The lawsuit contends that while the reverse split may not be inherently unlawful, the process violated Delaware corporate law by failing to provide stockholders with “fair value” for their shares.
Dallas Jenkins’ Response
In a public statement, Dallas Jenkins categorically rejected the allegations, defending the transparency of the studio’s actions.
“We’ve been transparent and accountable from the moment we formed our company and have gone above and beyond to follow all legal and financial requirements,” Jenkins stated. “Any suggestion of impropriety is categorically false, and the full record thoroughly addresses every concern. We’re eager for the court’s review to affirm that”.
Before the privatization move, Jenkins had communicated to investors that the studio worked with independent entities like Goldman Sachs and Moelis & Company to undergo a rigorous valuation and bidding process to ensure the share price was “generous and fair”. He emphasized that prior to this, the company had successfully returned 120% of initial investments to shareholders via dividend payments in 2022.

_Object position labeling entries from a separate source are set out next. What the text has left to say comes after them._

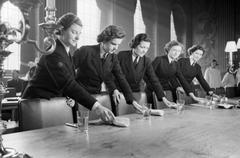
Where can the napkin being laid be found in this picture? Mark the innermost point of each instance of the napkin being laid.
(119, 122)
(157, 112)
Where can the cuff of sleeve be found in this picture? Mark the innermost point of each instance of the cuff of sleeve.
(95, 106)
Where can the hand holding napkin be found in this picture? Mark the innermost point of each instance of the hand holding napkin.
(157, 112)
(118, 121)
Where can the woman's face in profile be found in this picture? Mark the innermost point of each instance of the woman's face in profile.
(142, 48)
(197, 55)
(71, 35)
(174, 52)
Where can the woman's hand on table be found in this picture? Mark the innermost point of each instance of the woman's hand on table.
(104, 113)
(138, 107)
(116, 96)
(169, 103)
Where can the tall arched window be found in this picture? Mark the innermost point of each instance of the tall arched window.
(12, 15)
(90, 14)
(139, 26)
(173, 35)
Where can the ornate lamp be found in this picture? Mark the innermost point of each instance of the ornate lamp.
(8, 35)
(231, 47)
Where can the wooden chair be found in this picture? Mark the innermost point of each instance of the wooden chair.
(104, 99)
(41, 113)
(231, 92)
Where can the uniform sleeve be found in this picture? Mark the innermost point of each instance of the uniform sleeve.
(65, 81)
(186, 86)
(151, 77)
(206, 75)
(225, 80)
(120, 77)
(202, 81)
(78, 56)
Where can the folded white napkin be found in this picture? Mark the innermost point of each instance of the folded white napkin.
(226, 106)
(119, 122)
(157, 112)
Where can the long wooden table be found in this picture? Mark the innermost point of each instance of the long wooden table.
(195, 133)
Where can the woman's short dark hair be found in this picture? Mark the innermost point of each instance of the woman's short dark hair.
(110, 33)
(195, 48)
(171, 44)
(138, 39)
(66, 20)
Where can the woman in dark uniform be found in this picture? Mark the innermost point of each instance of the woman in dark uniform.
(136, 66)
(169, 73)
(54, 75)
(191, 69)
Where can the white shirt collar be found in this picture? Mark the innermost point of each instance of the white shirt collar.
(169, 59)
(191, 61)
(65, 46)
(134, 56)
(103, 53)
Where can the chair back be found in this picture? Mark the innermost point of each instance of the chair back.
(41, 113)
(11, 92)
(104, 99)
(124, 108)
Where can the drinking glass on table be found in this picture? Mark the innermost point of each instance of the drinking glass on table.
(147, 110)
(82, 119)
(180, 105)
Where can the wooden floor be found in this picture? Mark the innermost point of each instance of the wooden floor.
(195, 133)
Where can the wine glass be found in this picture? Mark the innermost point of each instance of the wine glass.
(180, 105)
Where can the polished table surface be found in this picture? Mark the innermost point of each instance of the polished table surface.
(194, 133)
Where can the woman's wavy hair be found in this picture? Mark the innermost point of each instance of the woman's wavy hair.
(66, 20)
(138, 39)
(111, 32)
(195, 48)
(171, 44)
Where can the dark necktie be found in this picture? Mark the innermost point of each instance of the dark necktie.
(135, 62)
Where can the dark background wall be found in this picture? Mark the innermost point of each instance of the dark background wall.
(210, 23)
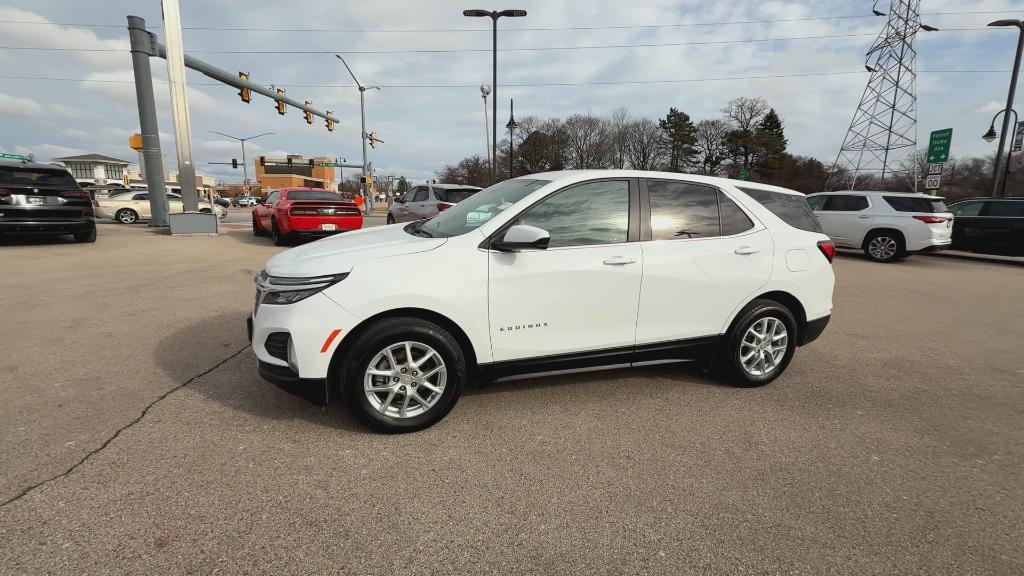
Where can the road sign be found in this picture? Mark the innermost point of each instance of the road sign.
(938, 146)
(1018, 137)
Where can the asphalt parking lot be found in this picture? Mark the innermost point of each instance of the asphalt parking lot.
(137, 439)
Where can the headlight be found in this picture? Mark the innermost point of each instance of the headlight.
(281, 290)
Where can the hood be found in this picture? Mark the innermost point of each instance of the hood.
(339, 253)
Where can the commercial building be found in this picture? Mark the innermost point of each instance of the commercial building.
(275, 172)
(95, 168)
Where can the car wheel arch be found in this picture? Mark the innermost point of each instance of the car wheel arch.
(338, 358)
(784, 298)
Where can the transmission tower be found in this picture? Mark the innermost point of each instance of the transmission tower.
(883, 133)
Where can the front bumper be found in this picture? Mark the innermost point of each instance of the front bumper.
(47, 227)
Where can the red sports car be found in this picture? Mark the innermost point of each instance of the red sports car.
(290, 213)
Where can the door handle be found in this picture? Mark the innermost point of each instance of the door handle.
(619, 260)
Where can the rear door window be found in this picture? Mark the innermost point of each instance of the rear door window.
(1005, 208)
(845, 203)
(910, 204)
(791, 208)
(681, 210)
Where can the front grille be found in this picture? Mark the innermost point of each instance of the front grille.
(276, 344)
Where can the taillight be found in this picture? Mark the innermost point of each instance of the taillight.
(827, 248)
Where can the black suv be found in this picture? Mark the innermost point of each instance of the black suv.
(44, 199)
(990, 225)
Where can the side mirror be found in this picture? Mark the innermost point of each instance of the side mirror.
(523, 237)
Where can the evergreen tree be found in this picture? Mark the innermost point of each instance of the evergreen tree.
(680, 139)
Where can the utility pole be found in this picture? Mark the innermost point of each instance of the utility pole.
(245, 164)
(368, 202)
(141, 48)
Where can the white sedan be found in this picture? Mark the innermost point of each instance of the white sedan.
(131, 207)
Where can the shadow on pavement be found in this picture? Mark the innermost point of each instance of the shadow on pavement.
(236, 384)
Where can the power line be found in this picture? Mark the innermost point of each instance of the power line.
(527, 84)
(468, 50)
(506, 30)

Context: A History of Legal and Structural Shifts
This lawsuit is the latest in a series of complex transitions for The Chosen. In 2024, the studio famously terminated its distribution agreement with Angel Studios following a dispute that was resolved through private arbitration, which Jenkins noted “comprehensively affirmed” the studio’s position regarding contractual breaches.
Following the split from Angel Studios, 5&2 Studios shifted its focus to independent production and new distribution partnerships. 5&2 Studios is scheduled to file a motion to dismiss the current shareholder lawsuit, along with an opening brief, by the end of August 2026.